Others, however, contend that children who have been so mistreated in their homes that they must be removed for their own safety would benefit most from loving families.

“Group care is an intervention; it’s not a place to live,” Carole Shauffer of the San Francisco-based Youth Law Center told the Senate panel on Thursday. “Group care is designed to get kids back into the place where they can live with a family.”

“They need normalcy in their lives,” Janice Thomas, assistant secretary for child welfare at the Department of Children and Families, told the House panel on Wednesday. “They also need adult advocates who are looking out for the best interests of the children.”

As of January, 8,827 children in out-of-home care had been placed with relatives; 2,034 had been placed with non-relatives such as a teacher, coach or family friend; 6,734 were in licensed family foster homes; and 2,177 were in licensed group care facilities, according to information presented by the Department of Children and Families to lawmakers.

Slightly more than 11 percent of children who are removed from their families are placed in group homes rather than with relatives, friends or foster families. National surveys suggest that long-term outcomes were slightly worse for Florida children in group care.

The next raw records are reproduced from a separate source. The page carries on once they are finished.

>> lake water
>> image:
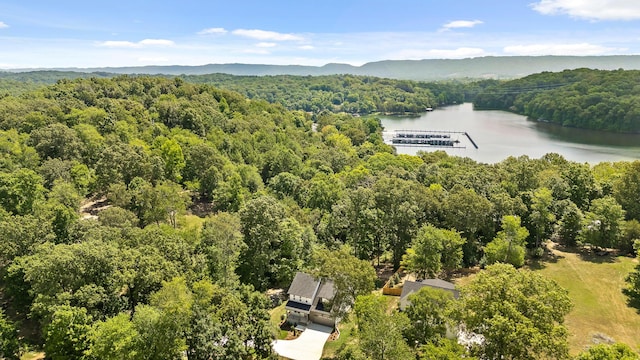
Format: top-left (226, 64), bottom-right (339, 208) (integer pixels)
top-left (379, 103), bottom-right (640, 164)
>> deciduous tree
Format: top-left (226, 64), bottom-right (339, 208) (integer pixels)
top-left (309, 246), bottom-right (376, 320)
top-left (198, 212), bottom-right (245, 288)
top-left (528, 187), bottom-right (556, 249)
top-left (556, 200), bottom-right (583, 247)
top-left (484, 215), bottom-right (529, 267)
top-left (237, 195), bottom-right (305, 290)
top-left (327, 187), bottom-right (377, 259)
top-left (455, 263), bottom-right (572, 360)
top-left (403, 286), bottom-right (455, 346)
top-left (29, 123), bottom-right (82, 161)
top-left (402, 224), bottom-right (465, 278)
top-left (86, 313), bottom-right (140, 360)
top-left (0, 168), bottom-right (46, 215)
top-left (0, 214), bottom-right (55, 265)
top-left (44, 305), bottom-right (93, 360)
top-left (374, 177), bottom-right (422, 268)
top-left (580, 196), bottom-right (625, 250)
top-left (576, 343), bottom-right (639, 360)
top-left (615, 161), bottom-right (640, 221)
top-left (418, 339), bottom-right (475, 360)
top-left (0, 309), bottom-right (20, 360)
top-left (353, 294), bottom-right (413, 360)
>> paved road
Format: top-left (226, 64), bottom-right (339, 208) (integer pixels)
top-left (272, 323), bottom-right (333, 360)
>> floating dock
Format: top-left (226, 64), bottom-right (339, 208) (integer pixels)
top-left (390, 130), bottom-right (476, 149)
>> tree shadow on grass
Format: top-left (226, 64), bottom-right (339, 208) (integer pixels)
top-left (621, 288), bottom-right (640, 314)
top-left (551, 243), bottom-right (619, 264)
top-left (576, 249), bottom-right (620, 264)
top-left (528, 243), bottom-right (564, 270)
top-left (528, 259), bottom-right (548, 271)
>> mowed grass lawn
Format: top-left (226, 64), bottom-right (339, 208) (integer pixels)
top-left (532, 244), bottom-right (640, 354)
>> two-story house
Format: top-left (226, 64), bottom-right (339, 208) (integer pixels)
top-left (284, 272), bottom-right (336, 330)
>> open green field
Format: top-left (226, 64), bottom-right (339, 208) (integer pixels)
top-left (531, 244), bottom-right (640, 355)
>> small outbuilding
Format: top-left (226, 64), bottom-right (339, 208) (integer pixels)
top-left (399, 279), bottom-right (459, 311)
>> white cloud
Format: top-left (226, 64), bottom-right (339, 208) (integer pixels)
top-left (299, 45), bottom-right (315, 50)
top-left (98, 39), bottom-right (174, 48)
top-left (396, 47), bottom-right (487, 59)
top-left (503, 42), bottom-right (619, 55)
top-left (0, 21), bottom-right (8, 29)
top-left (441, 20), bottom-right (483, 30)
top-left (531, 0), bottom-right (640, 20)
top-left (198, 27), bottom-right (227, 35)
top-left (232, 29), bottom-right (303, 41)
top-left (256, 42), bottom-right (277, 48)
top-left (99, 40), bottom-right (138, 48)
top-left (139, 39), bottom-right (175, 46)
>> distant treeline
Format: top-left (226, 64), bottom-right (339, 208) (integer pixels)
top-left (474, 68), bottom-right (640, 133)
top-left (0, 71), bottom-right (492, 114)
top-left (182, 73), bottom-right (491, 115)
top-left (0, 71), bottom-right (112, 96)
top-left (7, 68), bottom-right (640, 133)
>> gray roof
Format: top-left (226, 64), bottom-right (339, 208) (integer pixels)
top-left (316, 279), bottom-right (336, 300)
top-left (399, 279), bottom-right (459, 311)
top-left (400, 280), bottom-right (428, 301)
top-left (420, 279), bottom-right (457, 291)
top-left (288, 272), bottom-right (319, 299)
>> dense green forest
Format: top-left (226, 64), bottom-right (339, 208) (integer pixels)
top-left (474, 68), bottom-right (640, 133)
top-left (1, 71), bottom-right (488, 114)
top-left (0, 75), bottom-right (639, 359)
top-left (182, 73), bottom-right (486, 114)
top-left (0, 72), bottom-right (112, 96)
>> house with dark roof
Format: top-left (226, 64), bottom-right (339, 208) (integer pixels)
top-left (285, 272), bottom-right (337, 329)
top-left (399, 279), bottom-right (459, 311)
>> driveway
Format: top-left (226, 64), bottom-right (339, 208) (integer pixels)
top-left (272, 323), bottom-right (333, 360)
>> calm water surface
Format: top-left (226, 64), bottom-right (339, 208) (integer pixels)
top-left (379, 103), bottom-right (640, 164)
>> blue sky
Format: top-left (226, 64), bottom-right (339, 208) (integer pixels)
top-left (2, 0), bottom-right (640, 68)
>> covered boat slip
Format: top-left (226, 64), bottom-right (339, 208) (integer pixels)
top-left (390, 129), bottom-right (479, 149)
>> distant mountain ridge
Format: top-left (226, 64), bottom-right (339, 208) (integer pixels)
top-left (5, 56), bottom-right (640, 80)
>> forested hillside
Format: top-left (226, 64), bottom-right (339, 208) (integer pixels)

“The OPPAGA report indicates that there seems to be no effective, consistent system in Florida for determining which children are placed in which group home and assessing whether group care is appropriate or whether the child is benefiting from the placement,” Detert said. “A placement for a child should not be a placement of last resort.”

But for some children it is.

“It depends on the area and the system of care,” Thomas said. “Sometimes, unfortunately, it is because we don’t have enough foster homes.”

Detert’s bill would address that by requiring the Department of Children and Families to develop a proposal for a continuum of care for foster children. It would include a method of assessing children to decide on their initial placements.

Just under half of the children in group care have fewer than two placements before being placed in a group home, according to the OPPAGA report.

“We hear group-home providers say that a particular child in their care was in multiple placements before coming to them,” Detert said. “The need for better assessment before an initial placement is made is obvious. A child shouldn’t be set up to fail a placement because of a bad initial assessment.”

The first version of Detert’s bill would have gone further to reduce group care and would have restricted the circumstances and lengths of time that children could stay in group homes employing shift workers. But the Florida Coalition for Children, which represents group homes and community-based care agencies that subcontract with them, objected in part on the grounds that some children need more intensive therapies.

“I really don’t like the term ‘shift care,’ ” Shelley Katz, chief operating officer of Children’s Home Society of Florida, told the House panel. “I think it is a little bit offensive to some of our staff who have invested 25 years in the care of children.”

The News Service of Florida’s Margie Menzel contributed to this report.